拾われたパティシエールは愛に飢えた御曹司の無自覚な溺愛にお手上げです。

【まぁ、それは良かったわねぇ】
「はいッ!」
【それにブランマンジェ、美味しそう。私も食べてみたいわぁ】
「あっ、良かったら食べてみてくださいよ……って。ええッ!?」

 桜小路さんの言葉があんまり嬉しかったものだから、はしゃぎまくりだった私は夢中で喋っていたんだけれど、途中で、今更だけど、ハタと気づいたのだった。

――私って、一体誰と話していたんだっけ? と。

 ブンブンと頭《かぶり》を振って辺りを見渡してみても、当然誰も居なくて。唯一今ここに居るとしたら、水槽の中のカメ吉だけ。

 水槽を煌々と照らしている紫外線ライトのその下で、ゆったりとした動作で首を傾げて、こちらをじっと窺っているような素振りを見せるカメ吉。

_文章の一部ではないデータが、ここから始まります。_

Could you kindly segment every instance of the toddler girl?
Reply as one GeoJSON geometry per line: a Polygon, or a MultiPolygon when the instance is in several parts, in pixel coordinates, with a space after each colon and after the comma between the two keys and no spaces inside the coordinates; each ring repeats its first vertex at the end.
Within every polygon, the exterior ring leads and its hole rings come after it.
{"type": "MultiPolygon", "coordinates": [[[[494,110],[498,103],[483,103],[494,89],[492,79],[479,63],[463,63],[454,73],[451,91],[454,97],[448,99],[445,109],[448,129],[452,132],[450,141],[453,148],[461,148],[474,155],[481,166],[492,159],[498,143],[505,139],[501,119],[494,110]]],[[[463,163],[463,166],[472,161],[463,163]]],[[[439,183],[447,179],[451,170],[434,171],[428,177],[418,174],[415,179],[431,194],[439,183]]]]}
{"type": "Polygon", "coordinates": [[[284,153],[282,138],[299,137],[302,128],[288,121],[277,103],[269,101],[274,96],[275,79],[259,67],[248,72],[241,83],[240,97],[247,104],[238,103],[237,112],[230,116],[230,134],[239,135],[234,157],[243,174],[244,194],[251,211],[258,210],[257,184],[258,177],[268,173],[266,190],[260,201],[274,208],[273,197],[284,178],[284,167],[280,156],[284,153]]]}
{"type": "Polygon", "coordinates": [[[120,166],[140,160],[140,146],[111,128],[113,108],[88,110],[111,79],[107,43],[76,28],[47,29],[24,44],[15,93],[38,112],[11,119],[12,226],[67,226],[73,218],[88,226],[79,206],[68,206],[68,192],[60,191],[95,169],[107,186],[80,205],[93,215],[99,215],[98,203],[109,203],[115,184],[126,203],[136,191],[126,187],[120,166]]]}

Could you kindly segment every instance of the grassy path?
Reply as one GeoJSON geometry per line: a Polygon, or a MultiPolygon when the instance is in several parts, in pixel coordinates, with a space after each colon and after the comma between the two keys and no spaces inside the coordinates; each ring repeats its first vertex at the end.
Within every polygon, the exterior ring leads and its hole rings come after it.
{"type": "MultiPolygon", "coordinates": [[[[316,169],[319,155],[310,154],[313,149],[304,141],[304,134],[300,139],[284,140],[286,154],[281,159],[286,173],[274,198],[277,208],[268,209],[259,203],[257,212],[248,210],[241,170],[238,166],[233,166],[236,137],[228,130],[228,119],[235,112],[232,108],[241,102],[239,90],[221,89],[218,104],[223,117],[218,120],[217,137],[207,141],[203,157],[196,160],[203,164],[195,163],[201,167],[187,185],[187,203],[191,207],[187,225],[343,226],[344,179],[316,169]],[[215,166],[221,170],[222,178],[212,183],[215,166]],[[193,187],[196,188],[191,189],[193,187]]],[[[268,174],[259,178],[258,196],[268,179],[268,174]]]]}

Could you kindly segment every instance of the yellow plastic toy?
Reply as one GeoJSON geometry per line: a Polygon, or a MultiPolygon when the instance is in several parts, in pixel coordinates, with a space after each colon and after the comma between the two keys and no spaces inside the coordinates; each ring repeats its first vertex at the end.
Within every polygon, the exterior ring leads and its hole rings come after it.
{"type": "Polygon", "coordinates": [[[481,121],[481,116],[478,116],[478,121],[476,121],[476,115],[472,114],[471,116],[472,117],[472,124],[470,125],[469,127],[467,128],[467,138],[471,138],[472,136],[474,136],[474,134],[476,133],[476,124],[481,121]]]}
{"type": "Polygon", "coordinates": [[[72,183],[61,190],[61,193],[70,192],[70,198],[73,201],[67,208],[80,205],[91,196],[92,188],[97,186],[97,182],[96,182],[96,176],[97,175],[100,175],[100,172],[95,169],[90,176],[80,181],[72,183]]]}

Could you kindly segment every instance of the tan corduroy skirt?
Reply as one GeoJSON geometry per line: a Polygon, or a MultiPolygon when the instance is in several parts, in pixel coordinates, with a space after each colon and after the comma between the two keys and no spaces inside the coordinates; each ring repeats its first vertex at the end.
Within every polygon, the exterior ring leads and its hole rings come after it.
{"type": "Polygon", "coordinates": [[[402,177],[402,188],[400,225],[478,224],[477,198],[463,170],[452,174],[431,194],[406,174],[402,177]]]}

 意外と円らな潤んだ瞳をパチクリ瞬かせているカメ吉と、対峙し見つめ合うこと数秒。

――いやいやいや、ないないない。だって、亀だもん。

 そういえば、事故に遭ってから三日間も意識なかったらしいし。退院したばかりだったし。環境もめまぐるしく変わったし。ちょっと疲れてるのかも……。

 でも、そろそろブランマンジェの準備をしないとなぁ。冷やし固める時間を考えたら、遅くとも午後一時までには冷蔵庫に入れとかないと。

 今が、一〇時五〇分を回ったところだから、もうちょっとだけ休憩しようかな。